Most camp inhabitants are Syrians or Iraqis displaced by the Kurdish-led battle against Daesh that took back the group’s last scrap of territory in March 2019.

MSF said on Tuesday that it was suspending its operations in the camp after one of its local team members was shot dead in his tent on February 24.

“People are being killed with a brutal frequency, often in the tents where they live,” said MSF’s emergency manager, Will Turner.

“This is not a safe environment and certainly not a suitable place for children to grow up in. This nightmare must stop.”

Despite chronic overcrowding at Al Hol, the number of camp guards was reduced from 1,500 in mid-2019 to 400 in late 2020, the UN said in a February report.

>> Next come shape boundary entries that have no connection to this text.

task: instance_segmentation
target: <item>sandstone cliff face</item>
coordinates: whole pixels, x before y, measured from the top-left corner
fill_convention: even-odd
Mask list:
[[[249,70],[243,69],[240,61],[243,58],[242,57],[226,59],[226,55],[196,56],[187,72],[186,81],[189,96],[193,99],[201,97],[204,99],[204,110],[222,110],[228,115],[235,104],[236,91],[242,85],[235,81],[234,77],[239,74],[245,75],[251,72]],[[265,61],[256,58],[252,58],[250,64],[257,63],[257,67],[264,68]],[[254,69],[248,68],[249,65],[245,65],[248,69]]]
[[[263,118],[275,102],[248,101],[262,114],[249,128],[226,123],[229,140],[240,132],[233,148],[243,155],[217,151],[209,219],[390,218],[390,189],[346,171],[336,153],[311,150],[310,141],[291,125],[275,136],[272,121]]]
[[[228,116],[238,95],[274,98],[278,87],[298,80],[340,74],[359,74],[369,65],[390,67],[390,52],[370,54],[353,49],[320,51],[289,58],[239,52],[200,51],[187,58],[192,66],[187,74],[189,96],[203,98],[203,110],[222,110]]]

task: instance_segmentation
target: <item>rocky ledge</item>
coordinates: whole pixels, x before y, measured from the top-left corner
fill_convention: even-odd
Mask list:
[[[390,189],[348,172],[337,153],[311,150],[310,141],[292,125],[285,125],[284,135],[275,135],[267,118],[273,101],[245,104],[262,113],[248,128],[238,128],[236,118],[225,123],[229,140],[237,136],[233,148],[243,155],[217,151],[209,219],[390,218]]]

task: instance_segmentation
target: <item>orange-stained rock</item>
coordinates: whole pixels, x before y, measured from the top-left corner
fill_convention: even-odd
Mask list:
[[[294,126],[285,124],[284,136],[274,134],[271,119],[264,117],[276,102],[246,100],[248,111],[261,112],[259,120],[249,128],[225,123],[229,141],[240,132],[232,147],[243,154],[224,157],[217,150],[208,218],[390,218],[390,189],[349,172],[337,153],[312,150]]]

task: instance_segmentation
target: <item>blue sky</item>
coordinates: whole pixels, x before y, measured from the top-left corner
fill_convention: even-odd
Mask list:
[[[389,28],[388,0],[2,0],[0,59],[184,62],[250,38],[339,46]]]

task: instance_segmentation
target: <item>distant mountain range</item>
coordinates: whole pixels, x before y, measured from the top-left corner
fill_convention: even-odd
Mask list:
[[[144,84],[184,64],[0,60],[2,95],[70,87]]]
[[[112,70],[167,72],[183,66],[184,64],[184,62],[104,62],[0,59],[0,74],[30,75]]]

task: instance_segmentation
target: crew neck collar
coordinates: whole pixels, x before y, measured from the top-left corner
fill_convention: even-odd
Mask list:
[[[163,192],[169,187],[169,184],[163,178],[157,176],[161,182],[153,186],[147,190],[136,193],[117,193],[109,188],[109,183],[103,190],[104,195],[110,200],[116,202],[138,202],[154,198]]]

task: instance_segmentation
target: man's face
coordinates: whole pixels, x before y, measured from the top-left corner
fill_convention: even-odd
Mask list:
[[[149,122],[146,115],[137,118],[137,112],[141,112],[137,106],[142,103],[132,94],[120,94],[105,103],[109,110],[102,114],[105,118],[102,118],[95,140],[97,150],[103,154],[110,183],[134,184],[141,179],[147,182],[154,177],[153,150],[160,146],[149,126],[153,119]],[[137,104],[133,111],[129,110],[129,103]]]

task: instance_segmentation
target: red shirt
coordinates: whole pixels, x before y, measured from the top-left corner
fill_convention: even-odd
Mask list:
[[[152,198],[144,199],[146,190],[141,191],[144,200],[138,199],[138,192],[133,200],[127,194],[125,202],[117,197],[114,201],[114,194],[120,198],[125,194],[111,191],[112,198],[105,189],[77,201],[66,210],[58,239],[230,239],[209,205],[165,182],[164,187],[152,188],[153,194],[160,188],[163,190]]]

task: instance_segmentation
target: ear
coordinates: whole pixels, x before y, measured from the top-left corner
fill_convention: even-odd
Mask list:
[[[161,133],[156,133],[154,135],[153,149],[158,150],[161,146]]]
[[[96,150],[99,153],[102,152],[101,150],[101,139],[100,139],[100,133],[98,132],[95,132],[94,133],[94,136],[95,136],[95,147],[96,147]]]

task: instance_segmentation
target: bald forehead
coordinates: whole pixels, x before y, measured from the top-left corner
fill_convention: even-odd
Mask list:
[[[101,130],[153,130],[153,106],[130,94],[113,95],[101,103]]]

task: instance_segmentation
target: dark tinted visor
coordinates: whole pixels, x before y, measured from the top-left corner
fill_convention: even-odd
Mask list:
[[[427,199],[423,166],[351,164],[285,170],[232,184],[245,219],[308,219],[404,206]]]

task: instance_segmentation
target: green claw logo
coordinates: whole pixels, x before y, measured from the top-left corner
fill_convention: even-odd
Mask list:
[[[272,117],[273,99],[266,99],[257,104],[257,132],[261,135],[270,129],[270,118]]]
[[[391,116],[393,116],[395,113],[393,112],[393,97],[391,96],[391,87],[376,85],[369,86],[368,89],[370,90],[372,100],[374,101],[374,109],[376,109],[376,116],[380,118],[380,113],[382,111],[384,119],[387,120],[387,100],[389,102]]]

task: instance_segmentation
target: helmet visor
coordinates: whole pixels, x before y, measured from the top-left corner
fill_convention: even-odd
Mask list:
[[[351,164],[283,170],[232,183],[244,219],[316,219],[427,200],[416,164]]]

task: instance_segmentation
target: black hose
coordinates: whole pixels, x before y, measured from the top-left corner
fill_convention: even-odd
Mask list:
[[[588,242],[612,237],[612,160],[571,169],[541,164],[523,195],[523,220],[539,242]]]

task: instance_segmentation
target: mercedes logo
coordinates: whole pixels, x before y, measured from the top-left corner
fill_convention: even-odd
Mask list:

Some detainees see the camp as the last vestige of the cross-border “caliphate” Daesh declared in Syria and neighbouring Iraq in 2014, it said.

Apart from murders, a camp blaze on Saturday killed six people, including five children, the Kurdish administration said.

At least 36 others were injured in the fire, officials told a press conference on Wednesday.

Following the deaths, UN children’s agency UNICEF called for the “safe reintegration and repatriation of all children” in Al Hol.

The UN humanitarian agency OCHA warned that that “no one — most of all innocent children — should be living under the challenging and potentially dangerous humanitarian conditions” in the camp.